Mon ombre

William Blake



J'ai abandonné mon ombre.
Pour cela je l'ai parfois amenée à s'évaporer,
Vapeur délicieuse, dangereusement enivrante.
Hypnotisante compagne, je l'ai noyée dans les siens.
Je l'ai entouré de sa propre essence,
Jusqu'à la confondre avec un tout informe
Afin de m'en dégager de tout intérêt.
D'autres fois, je me suis mise sous le zenith
Sous la lumière, et la chaleur,
Faisant disparaître alors, mes passions, mes démons.
Peut on à vie rester là ?
Faire croire au monde que tout va ?
Je ne pouvais alors plus bouger,
Au risque de tout faire reculer.
C'est sous la lumière que ces choses
sont le plus invisible, insensible, imperceptible.
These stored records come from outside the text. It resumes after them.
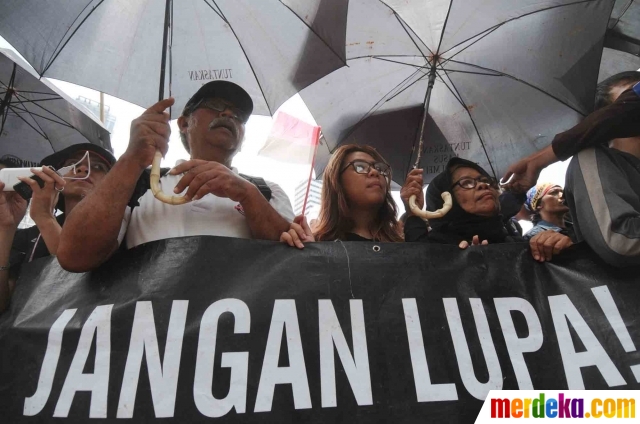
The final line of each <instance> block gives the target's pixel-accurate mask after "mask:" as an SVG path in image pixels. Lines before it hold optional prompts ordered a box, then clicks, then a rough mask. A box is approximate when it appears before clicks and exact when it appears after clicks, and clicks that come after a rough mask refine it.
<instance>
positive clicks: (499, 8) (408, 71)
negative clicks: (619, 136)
mask: <svg viewBox="0 0 640 424" xmlns="http://www.w3.org/2000/svg"><path fill="white" fill-rule="evenodd" d="M613 4H614V2H613V0H586V1H568V0H564V1H562V0H549V1H537V0H528V1H527V0H520V1H516V0H492V1H489V2H487V1H485V0H468V1H465V2H455V1H424V0H386V1H384V2H380V1H371V0H351V2H350V4H349V15H348V31H347V64H348V67H345V68H341V69H338V70H336V71H334V72H333V73H331V74H330V75H328V76H327V77H325V78H323V79H321V80H319V81H318V82H317V83H315V84H313V85H311V86H310V87H308V88H306V89H304V90H302V91H301V93H300V95H301V97H302V98H303V100H304V101H305V103H306V104H307V106H308V108H309V110H310V111H311V113H312V114H313V116H314V118H315V120H316V122H317V123H318V124H319V125H321V126H322V131H323V134H324V136H325V138H326V143H327V146H328V149H329V150H330V151H333V150H335V148H336V147H337V146H339V145H341V144H344V143H345V142H349V141H353V140H356V141H357V142H358V143H362V144H370V145H373V146H374V147H376V148H378V149H379V150H380V151H381V152H387V155H385V156H389V157H390V158H392V157H393V158H394V159H393V162H394V164H395V163H396V162H397V164H395V166H394V167H395V169H394V177H395V179H396V181H398V182H400V181H401V180H402V179H403V177H404V175H405V174H406V172H407V171H408V170H409V168H410V167H411V166H410V165H413V164H414V163H415V162H416V156H417V153H418V151H420V152H421V153H423V154H424V158H423V160H422V161H421V162H420V166H422V168H424V169H425V175H424V177H425V183H428V182H429V181H430V180H431V179H432V178H433V177H434V176H435V175H436V174H437V173H439V172H441V171H442V169H443V165H444V164H445V163H446V162H447V160H448V159H449V158H450V157H451V156H460V157H463V158H466V159H470V160H473V161H475V162H477V163H479V164H480V165H481V166H482V167H483V168H485V169H487V170H488V171H489V172H491V173H493V174H494V175H495V176H499V175H501V174H502V173H503V172H504V171H505V170H506V168H507V167H508V165H509V164H510V163H512V162H513V161H514V160H517V159H519V158H520V157H522V156H524V155H526V154H529V153H532V152H534V151H537V150H539V149H540V148H542V147H545V146H547V145H548V144H549V143H550V142H551V140H552V139H553V136H554V135H555V134H557V133H559V132H561V131H563V130H565V129H567V128H569V127H571V126H573V125H575V124H576V123H577V122H578V121H579V120H580V119H581V118H582V117H583V116H585V115H586V114H588V113H589V112H590V111H591V110H592V107H593V101H594V93H595V85H596V82H597V77H598V70H599V64H600V59H601V55H602V48H603V39H604V34H605V31H606V29H607V23H608V20H609V16H610V14H611V10H612V8H613ZM417 110H421V111H422V114H421V116H422V117H423V119H418V122H419V124H417V123H416V116H417V112H416V111H417ZM426 110H428V114H427V113H426V112H425V111H426ZM404 113H407V114H408V115H407V116H406V117H405V116H402V115H403V114H404ZM390 116H391V117H394V118H393V119H392V120H389V117H390ZM401 116H402V117H401ZM378 119H380V120H381V122H387V124H384V125H386V126H389V129H388V130H384V131H376V130H374V131H370V130H368V129H367V128H369V127H372V128H377V127H378V126H379V124H377V123H372V121H378ZM430 119H432V120H433V122H430ZM384 125H383V126H384ZM360 126H365V128H364V129H362V130H359V129H358V128H359V127H360ZM431 128H433V130H432V129H431ZM435 128H437V131H436V130H435ZM421 130H422V136H421ZM359 134H362V135H361V136H359ZM414 134H415V135H414ZM418 140H420V141H423V142H424V144H423V145H422V148H421V149H420V148H419V147H418V144H419V143H418ZM443 140H447V142H446V143H445V142H444V141H443ZM396 149H397V150H398V151H399V152H396V151H395V150H396ZM392 151H393V153H391V152H392ZM383 154H384V153H383ZM396 155H400V156H401V157H403V159H401V160H396V158H395V157H396ZM389 160H390V161H391V160H392V159H389Z"/></svg>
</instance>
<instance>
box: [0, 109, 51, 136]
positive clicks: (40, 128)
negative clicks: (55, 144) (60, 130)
mask: <svg viewBox="0 0 640 424" xmlns="http://www.w3.org/2000/svg"><path fill="white" fill-rule="evenodd" d="M9 109H11V110H12V111H13V112H14V113H15V115H16V116H17V117H18V118H20V119H22V120H23V121H24V123H25V124H27V125H29V126H30V127H31V128H32V129H33V130H34V131H35V132H37V133H38V134H39V135H40V136H41V137H43V138H45V139H47V140H48V139H49V137H47V134H45V133H44V131H42V128H40V126H39V125H38V128H40V131H42V132H40V131H38V130H37V129H36V127H34V126H33V125H31V123H30V122H28V121H27V120H26V119H24V118H23V117H22V115H20V114H19V113H16V112H15V111H14V110H13V109H14V107H13V106H9ZM27 113H29V112H27ZM34 121H35V119H34Z"/></svg>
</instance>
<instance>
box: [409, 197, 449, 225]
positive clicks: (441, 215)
mask: <svg viewBox="0 0 640 424" xmlns="http://www.w3.org/2000/svg"><path fill="white" fill-rule="evenodd" d="M441 196H442V200H444V204H443V205H442V207H441V208H440V209H438V210H436V211H433V212H430V211H423V210H422V209H420V208H419V207H418V204H417V203H416V196H415V195H413V196H411V197H410V198H409V209H411V212H412V213H413V214H414V215H416V216H419V217H420V218H422V219H423V220H425V221H428V220H430V219H434V218H442V217H443V216H445V215H446V214H447V213H448V212H449V211H450V210H451V206H452V205H453V201H452V199H451V193H449V192H448V191H445V192H444V193H442V195H441Z"/></svg>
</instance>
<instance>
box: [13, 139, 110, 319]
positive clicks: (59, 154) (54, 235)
mask: <svg viewBox="0 0 640 424" xmlns="http://www.w3.org/2000/svg"><path fill="white" fill-rule="evenodd" d="M114 163H115V158H114V157H113V155H112V154H111V152H109V151H107V150H105V149H103V148H101V147H99V146H96V145H94V144H90V143H86V144H76V145H72V146H70V147H67V148H66V149H63V150H61V151H59V152H56V153H54V154H52V155H50V156H47V157H46V158H44V159H43V160H42V162H41V165H42V167H43V168H42V170H41V171H40V170H37V169H32V172H33V175H35V176H37V177H39V178H40V179H41V180H42V186H40V184H39V183H38V182H37V181H36V180H35V179H32V178H20V180H21V181H22V182H24V183H25V184H27V185H28V186H29V188H30V189H31V191H32V196H31V200H30V203H31V207H30V209H29V214H30V217H31V219H32V220H33V221H34V222H35V224H36V225H35V226H33V227H29V228H24V229H18V224H19V223H20V222H21V221H22V218H23V217H24V215H25V213H26V210H27V205H28V202H27V201H26V200H25V199H23V198H22V197H20V195H19V194H18V193H17V192H15V191H2V190H4V183H2V182H0V312H2V311H4V310H5V309H6V307H7V306H8V303H9V300H10V298H11V293H12V291H13V285H14V282H15V279H17V275H18V273H19V270H20V266H21V265H22V264H23V263H25V262H31V261H32V260H34V259H37V258H41V257H45V256H49V255H55V254H56V252H57V249H58V241H59V238H60V232H61V231H62V225H64V219H65V216H66V214H68V213H69V212H71V210H72V209H73V208H74V207H75V206H76V205H77V204H78V203H79V202H80V201H81V200H82V199H83V198H84V196H86V195H87V194H88V193H89V192H90V191H91V190H93V188H94V187H95V185H97V184H98V183H100V181H102V179H103V178H104V176H105V175H106V173H107V172H108V171H109V169H111V166H112V165H113V164H114ZM73 164H77V165H76V166H74V167H73V169H71V170H69V171H68V172H67V173H66V174H65V175H59V174H58V173H57V172H55V171H54V170H52V169H51V168H49V166H51V167H53V168H55V169H60V168H63V167H67V166H69V165H73ZM56 209H57V210H59V211H62V212H63V213H62V214H59V215H56V212H55V210H56Z"/></svg>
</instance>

Mais voilà qu'elle reprend forme 
dès que mon âme entrouvre la porte
Et voilà qu'elle reprend place
dès que mon esprit cesse le combat.
Est-elle si dangereuse ?
Son goût amer éveille pourtant en moi une douceur sucrée,
Baisé divin de l'abstrait
Valse à trois temps dans mon coeur.
C'est alors que je retrouve cette place perdue, cette compagne incongrue.

Je suis complète, sensible, moi même émue de ces retrouvailles
mise dans une fragilité si rassurante.
Je ne suis plus seulement humaine
Mais un être sensible, contradictoirement émotive.
La méfiance reviendra
En désamour avec mon ombre
Que je regarde rarement en face
A qui je tourne souvent le dos.
Elle reprendra forme et force
Dès que j'ouvrirai la porte.

Comme d'autres avant moi, comme Blake avant moi, je ne lutterai pas.

Commentaires

Mokona a dit…
C'est sombre, mais pas agressif pour autant.
Exprimé d'une manière sereine mais pourtant teinté d'un goût amer.